Я подумала о ее собственном горе и сменила тему разговора, но не могла не задавать себе вопрос: может быть, Ада считает, что я была резка с матерью? А я не видела, что еще я могла бы тогда сделать ради нее в той же степени, что и ради себя самой, так что этот вопрос встал между нами невысказанным упреком. Вероятно, именно поэтому на следующий день я нарушила наш обычай вместе выходить на прогулку после ланча и тихонько выскользнула из дома одна.
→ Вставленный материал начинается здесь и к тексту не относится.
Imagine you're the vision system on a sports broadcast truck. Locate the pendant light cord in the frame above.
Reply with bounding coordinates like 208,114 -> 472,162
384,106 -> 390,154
Хотя, как предполагалось, был все еще разгар лета, воздух дышал прохладой и сыростью, небо было серо-стального цвета. Я отдалась на волю собственных ног — пусть несут меня куда хотят; оказалось — на юг, по тропе, которой Джордж вел нас в тот день, когда мы впервые встретили Эдуарда. Погруженная в свои мысли, я не обращала внимания на то, как далеко прошла, пока тропа не стала подниматься вверх, и я вдруг поняла, что сразу за горизонтом — за вершиной холма — откроется Монаший лес. По обеим сторонам тропы поднималась густая поросль утесника и луговика, вокруг не было ни признака, ни малейшего звука жизни, кроме отдаленного блеяния овец и печального крика птиц. В компании Джорджа и Ады такое одиночество казалось даже живописным, а сейчас я вдруг почувствовала себя маленькой, беззащитной и очень заметной.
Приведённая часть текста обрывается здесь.